Marcus Smart is hungry to improve on promising rookie year with Celtics


In Adam Himmelsbach's revealing Boston Globe piece, Marcus Smart sits down for an interview and discusses his rookie season with the Boston Celtics. The common themes that Smart comes back to throughout are his shortcomings. It may come off as focusing on the negative to some, but I think it really reveals his competitiveness, his hunger to improve, and how high of a standard he personally holds himself to.

My aim here is to remind fans (and Smart) how much we appreciated his effort and production in his first season as a Boston Celtic, and why we are excited to see what he is capable of in not only the upcoming year, but throughout his career.

One of the biggest sources of frustration for Smart was his ankle injury, occurring on November 7th against the Indiana Pacers, which caused him to miss 10 straight games (the C's went 2-8 in those games).

“I just couldn’t get my regular explosiveness,” Smart said. “It just wasn’t the same. I never really gave it that time to heal on its own. I was always putting more pressure on it and pushing it and pushing it.”

The injury nagged him for much of the year, even after his return, and yet his defense was one of the brightest spots of an exciting Celtics season. Last I checked, ankles were pretty important on defense and this kid was competing against players both bigger and smaller while hampered with an ankle injury, more than holding his own.

Smart is also angry about not being a First-Team All-Rookie selection. In my opinion awards like that only take defense into account in the form of big men who block shots. Guard spots always go to offensive standouts. While Smart wasn't quite what you would call an offensive standout (he came into the league with a lot of question marks on how he would shoot the 3), he proved to be a serviceable marksmen shooting a respectable 33.5% from 3 with 91 makes in 67 games.

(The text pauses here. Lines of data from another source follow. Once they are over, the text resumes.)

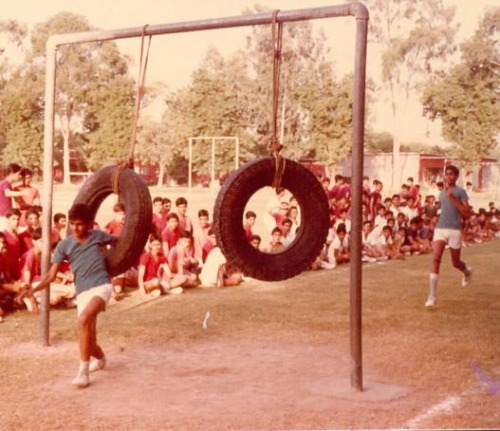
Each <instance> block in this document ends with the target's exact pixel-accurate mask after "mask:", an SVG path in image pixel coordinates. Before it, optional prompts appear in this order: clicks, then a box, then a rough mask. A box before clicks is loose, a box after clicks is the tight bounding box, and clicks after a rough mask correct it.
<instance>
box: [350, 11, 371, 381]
mask: <svg viewBox="0 0 500 431" xmlns="http://www.w3.org/2000/svg"><path fill="white" fill-rule="evenodd" d="M356 6H357V7H363V8H364V6H362V5H361V4H359V3H358V4H356V5H353V7H356ZM363 11H366V9H364V10H362V9H358V12H363ZM356 26H357V31H356V59H355V68H354V92H353V118H352V123H353V132H352V135H353V144H352V184H351V195H352V203H351V205H352V207H351V208H352V212H351V219H352V226H351V240H352V241H351V290H350V293H351V295H350V296H351V307H350V310H351V315H350V326H351V328H350V333H351V388H352V389H355V390H357V391H362V390H363V364H362V357H363V356H362V336H361V334H362V331H361V327H362V325H361V316H362V313H361V309H362V307H361V294H362V289H361V286H362V270H361V243H362V241H361V230H362V211H361V204H362V196H363V193H362V191H363V188H362V184H363V139H364V124H365V122H364V118H365V78H366V41H367V32H368V13H360V14H359V15H358V14H357V15H356Z"/></svg>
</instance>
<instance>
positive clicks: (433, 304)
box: [425, 296, 436, 308]
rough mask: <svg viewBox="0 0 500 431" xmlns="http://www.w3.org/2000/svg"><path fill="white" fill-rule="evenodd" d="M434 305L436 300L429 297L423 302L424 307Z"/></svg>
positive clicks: (427, 306) (428, 306)
mask: <svg viewBox="0 0 500 431" xmlns="http://www.w3.org/2000/svg"><path fill="white" fill-rule="evenodd" d="M435 305H436V298H434V297H432V296H429V297H428V298H427V301H426V302H425V306H426V307H428V308H429V307H434V306H435Z"/></svg>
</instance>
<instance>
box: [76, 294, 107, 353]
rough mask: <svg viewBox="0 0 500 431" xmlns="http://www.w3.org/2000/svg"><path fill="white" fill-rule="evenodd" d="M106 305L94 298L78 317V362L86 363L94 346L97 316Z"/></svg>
mask: <svg viewBox="0 0 500 431" xmlns="http://www.w3.org/2000/svg"><path fill="white" fill-rule="evenodd" d="M105 307H106V303H105V302H104V300H103V299H102V298H100V297H98V296H94V297H93V298H92V299H91V300H90V302H89V303H88V304H87V306H86V307H85V310H83V312H82V313H81V314H80V316H79V317H78V332H79V336H80V360H81V361H83V362H88V361H89V360H90V356H91V354H92V353H94V352H93V349H94V348H95V345H96V321H97V315H98V314H99V313H100V312H101V311H104V309H105Z"/></svg>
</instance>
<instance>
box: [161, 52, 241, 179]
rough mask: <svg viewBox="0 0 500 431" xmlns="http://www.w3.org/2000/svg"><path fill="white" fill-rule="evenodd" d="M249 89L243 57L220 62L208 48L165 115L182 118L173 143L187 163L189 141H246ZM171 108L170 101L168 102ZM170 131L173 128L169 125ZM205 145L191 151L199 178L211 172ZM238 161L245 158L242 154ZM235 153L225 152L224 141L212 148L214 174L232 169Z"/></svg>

His regular season averages on offense were 7.8 points per game and 3.1 assists per game in 27 minutes per game. Not eye popping, but when you factor in his one on one defense and his 1.5 steals per game it looks a little better. If you take a look at how his numbers look per 36 minutes, where his game minutes may be heading towards should he continue to improve and garner more responsibility, you see what Smart is capable of, and also capable of surpassing. Per 36 minutes the scoring and assists rise to 10.4 and and 4.1, not bad for a rookie mostly playing for his defensive attributes.



This brings me to what got me most excited about our future with Marcus Smart, his playoff performance. His defense remained as intense and inspired as the regular season, while his scoring rose to 9.8 points per game, and 15.6 points per 36 minutes.

While Smart's biggest regret of the season was oversleeping and missing shoot around before game 4 (he lamented it being the last game of the season and not having a chance to make up for it), that is not what I will remember about his first postseason. I will remember him playing hard defense until the very end, disrupting passing lanes, playing physically, and vocally and emotionally trying to rally our group in the waning minutes of game 4.

The Celtics are far from a veteran laden squad, but Smart becoming our source of energy and leadership in an elimination playoff game as a rookie when the chips were at their lowest was very pleasing to say the least. That is what my lasting memory is of him and his rookie year. Of all things that was my favorite part of Marcus Smart's entire season.

My favorite part of Himmelsbach's piece? The fact that it was conducted at the Celtics practice facility, where Smart and assistant coach Darren Erman were working on shooting, ball-handling, defense, and the pick and roll. On two healthy ankles.